The acquisition marks the latest step by Next to add to its brand portfolio, which already includes the rights to distribute US fashion chains Gap and Victoria’s Secret in the UK, while fashion brand Joules and online furnishings specialist Made.com were also bought out of administration by Next.
The clothing and homewares retailer is using its expertise in online marketing and distribution to help ailing brands maintain a presence in the UK. It is also using some of these brands to fill spare space in its high street stores while broadening their appeal to a wider audience.
Zelf Hussain, joint administrator and partner at PwC, said: “Cath Kidston is a well-loved lifestyle brand founded in 1993 and I am pleased to say that it has been bought by Next who will make sure it continues to flower under their ownership.
“The company has over recent years navigated through incredibly challenging market conditions including the pandemic restrictions, and most recently the decline in consumer spending driven by cost of living pressures and rising costs.”

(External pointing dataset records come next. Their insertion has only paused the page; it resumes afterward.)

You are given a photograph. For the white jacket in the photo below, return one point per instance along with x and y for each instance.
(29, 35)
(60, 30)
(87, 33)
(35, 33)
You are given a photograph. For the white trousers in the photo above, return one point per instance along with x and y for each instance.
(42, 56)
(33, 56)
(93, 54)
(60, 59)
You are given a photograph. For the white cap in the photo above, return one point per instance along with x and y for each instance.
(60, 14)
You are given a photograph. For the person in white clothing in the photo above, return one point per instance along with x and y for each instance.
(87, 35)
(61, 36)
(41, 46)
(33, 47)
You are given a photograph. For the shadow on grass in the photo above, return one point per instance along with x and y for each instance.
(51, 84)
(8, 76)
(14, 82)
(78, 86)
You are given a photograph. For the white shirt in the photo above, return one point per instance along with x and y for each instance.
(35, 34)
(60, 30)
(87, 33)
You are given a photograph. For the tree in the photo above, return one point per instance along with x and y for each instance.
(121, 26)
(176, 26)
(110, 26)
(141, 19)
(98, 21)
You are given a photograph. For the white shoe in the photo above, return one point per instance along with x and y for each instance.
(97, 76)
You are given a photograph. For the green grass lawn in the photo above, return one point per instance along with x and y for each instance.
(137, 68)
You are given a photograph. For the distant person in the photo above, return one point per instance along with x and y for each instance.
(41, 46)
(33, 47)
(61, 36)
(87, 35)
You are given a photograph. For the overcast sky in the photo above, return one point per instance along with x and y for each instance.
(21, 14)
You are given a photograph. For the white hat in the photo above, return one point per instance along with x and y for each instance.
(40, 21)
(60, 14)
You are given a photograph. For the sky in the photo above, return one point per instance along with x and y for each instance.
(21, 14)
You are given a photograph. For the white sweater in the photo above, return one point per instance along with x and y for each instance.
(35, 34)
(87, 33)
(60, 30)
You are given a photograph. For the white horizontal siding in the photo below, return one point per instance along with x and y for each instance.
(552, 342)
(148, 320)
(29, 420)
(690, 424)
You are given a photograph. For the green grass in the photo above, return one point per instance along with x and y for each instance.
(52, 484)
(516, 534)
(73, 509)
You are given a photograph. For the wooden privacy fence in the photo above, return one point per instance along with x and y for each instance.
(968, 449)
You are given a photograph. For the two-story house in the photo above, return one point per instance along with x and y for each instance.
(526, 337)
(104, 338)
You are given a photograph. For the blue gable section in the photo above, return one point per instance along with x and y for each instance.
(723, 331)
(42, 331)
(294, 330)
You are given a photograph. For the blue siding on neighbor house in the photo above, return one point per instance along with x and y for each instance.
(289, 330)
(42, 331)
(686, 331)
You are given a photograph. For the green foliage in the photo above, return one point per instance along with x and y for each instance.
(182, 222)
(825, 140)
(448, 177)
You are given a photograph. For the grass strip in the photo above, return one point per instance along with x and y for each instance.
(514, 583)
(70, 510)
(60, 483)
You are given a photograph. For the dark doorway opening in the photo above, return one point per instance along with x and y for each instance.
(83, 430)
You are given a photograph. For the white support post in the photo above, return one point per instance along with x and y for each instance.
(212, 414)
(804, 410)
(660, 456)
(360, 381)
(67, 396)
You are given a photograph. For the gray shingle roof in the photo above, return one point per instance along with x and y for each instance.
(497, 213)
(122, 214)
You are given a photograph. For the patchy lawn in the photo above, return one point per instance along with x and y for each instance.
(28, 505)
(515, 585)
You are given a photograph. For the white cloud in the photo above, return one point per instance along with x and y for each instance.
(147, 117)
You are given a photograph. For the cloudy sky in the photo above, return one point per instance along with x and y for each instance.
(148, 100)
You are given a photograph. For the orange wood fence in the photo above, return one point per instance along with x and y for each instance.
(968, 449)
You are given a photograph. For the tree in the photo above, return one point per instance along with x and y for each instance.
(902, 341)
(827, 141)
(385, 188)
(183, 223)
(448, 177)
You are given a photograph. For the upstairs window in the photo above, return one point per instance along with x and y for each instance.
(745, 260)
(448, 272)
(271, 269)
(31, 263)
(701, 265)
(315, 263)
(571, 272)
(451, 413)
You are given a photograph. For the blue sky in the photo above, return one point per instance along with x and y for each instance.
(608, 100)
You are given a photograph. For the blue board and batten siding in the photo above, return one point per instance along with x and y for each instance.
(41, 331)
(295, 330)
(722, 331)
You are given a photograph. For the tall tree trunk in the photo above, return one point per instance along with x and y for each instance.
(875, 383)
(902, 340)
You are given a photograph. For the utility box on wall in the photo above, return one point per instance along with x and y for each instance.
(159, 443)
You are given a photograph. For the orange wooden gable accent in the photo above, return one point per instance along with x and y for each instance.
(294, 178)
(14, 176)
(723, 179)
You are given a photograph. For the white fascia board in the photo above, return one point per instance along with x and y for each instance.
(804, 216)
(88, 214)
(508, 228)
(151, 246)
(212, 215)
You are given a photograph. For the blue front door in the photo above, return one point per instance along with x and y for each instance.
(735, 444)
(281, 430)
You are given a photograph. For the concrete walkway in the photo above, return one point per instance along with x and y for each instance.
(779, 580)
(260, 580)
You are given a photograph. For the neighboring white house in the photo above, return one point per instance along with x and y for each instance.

Cath Kidston, known for its whimsical retro prints, once had 60 UK stores as well as franchise outlets around the world. It was bought by restructuring experts Hilco in July 2020 but was put on the market again earlier this year.
The brand’s eponymous founder, an interior designer who worked with celebrity decorator Nicky Haslam, opened her first store in London’s Notting Hill in 1993, selling decorated tea towels and bric-a-brac.
She sold her stake in the business some years ago, and the brand previously called in administrators in April 2020 as part of an attempted rescue deal by Hong Kong-based Baring Private Equity Asia.